If I were a poet, There would be a perpetual warning sign hovering over my sex life "fuck at your own risk. You could be the subject of my next piece!"
If I were a poet, I would wake up in the morning and write as I sip my coffee while crashing at my older ex-lover's place.
If I were a poet, I would walk away from lovers without a thought, brooding and silent, passive-aggression and weed my only coping mechanisms.
If I were a poet, I would slice through the thick air of shame and anger and regret with lyrics to the next great Chris Pureka song, rather than slicing my forearm and legs with the razors hidden next to my vibrator in my bedside table.
if I were a poet, I would answer in one word, bottling up my emotions of multi-syllabic, complex sentences so I could release them in verse and rhythm and rhyme.
If I were a poet, I could rhyme.
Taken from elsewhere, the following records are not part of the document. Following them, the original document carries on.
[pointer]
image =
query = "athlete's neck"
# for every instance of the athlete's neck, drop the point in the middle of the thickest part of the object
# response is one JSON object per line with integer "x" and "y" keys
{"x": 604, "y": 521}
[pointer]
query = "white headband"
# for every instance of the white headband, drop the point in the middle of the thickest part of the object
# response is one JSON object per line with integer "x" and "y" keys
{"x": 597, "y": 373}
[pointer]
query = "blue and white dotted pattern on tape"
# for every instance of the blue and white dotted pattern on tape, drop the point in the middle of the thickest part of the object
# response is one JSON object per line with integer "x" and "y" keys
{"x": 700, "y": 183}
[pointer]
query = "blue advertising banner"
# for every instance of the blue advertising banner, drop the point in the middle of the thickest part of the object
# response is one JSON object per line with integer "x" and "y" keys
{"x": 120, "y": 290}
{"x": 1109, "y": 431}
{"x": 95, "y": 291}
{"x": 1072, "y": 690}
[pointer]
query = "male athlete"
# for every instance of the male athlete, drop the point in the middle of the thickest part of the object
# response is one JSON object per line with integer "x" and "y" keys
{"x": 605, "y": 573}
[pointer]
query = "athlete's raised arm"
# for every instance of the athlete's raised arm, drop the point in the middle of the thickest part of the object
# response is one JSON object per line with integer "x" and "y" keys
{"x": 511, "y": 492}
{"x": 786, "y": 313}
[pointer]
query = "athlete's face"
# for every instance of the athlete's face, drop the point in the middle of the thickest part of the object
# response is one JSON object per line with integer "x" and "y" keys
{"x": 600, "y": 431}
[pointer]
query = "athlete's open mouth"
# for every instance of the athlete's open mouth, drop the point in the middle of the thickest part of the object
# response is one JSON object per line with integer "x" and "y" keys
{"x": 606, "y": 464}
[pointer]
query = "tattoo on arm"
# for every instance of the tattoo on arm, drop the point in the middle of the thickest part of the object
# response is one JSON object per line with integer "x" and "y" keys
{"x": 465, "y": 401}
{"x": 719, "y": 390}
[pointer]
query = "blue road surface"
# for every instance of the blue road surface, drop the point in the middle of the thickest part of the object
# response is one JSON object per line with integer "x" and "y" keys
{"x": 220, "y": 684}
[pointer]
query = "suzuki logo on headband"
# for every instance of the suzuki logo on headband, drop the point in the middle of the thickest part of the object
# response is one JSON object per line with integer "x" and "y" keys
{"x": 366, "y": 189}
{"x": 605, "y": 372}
I would understand rhythm outside of the in and out, in and out of fucking...
If I were a poet, I wouldn't cry. I would pop pills and shut down, swallowing Jameson and emotions like air and water.
But I am not a poet.
Instead I sit here staring at a computer, unable to compose words into pieces; unable to use my moleskin for anything other than cryptic notes about work that I never understand after the fact.
Instead I love too hard, and always end up the one with a broken heart... loving too much, stupidly trusting any butch who pretends to give a fuck.
Instead I ride my bike or run each morning, attempting to ground myself, unable to write unless I have some sort of drink in me...
Instead I build playing card castles over drinks of tequila or Jameson neat, out-butching every butch who dares to date me.
Instead I end poems and pieces and relationships and situations abruptly, via text, and by any means necessary as my sister calls it, because there is no other way to do it.... unless and if I were a poet.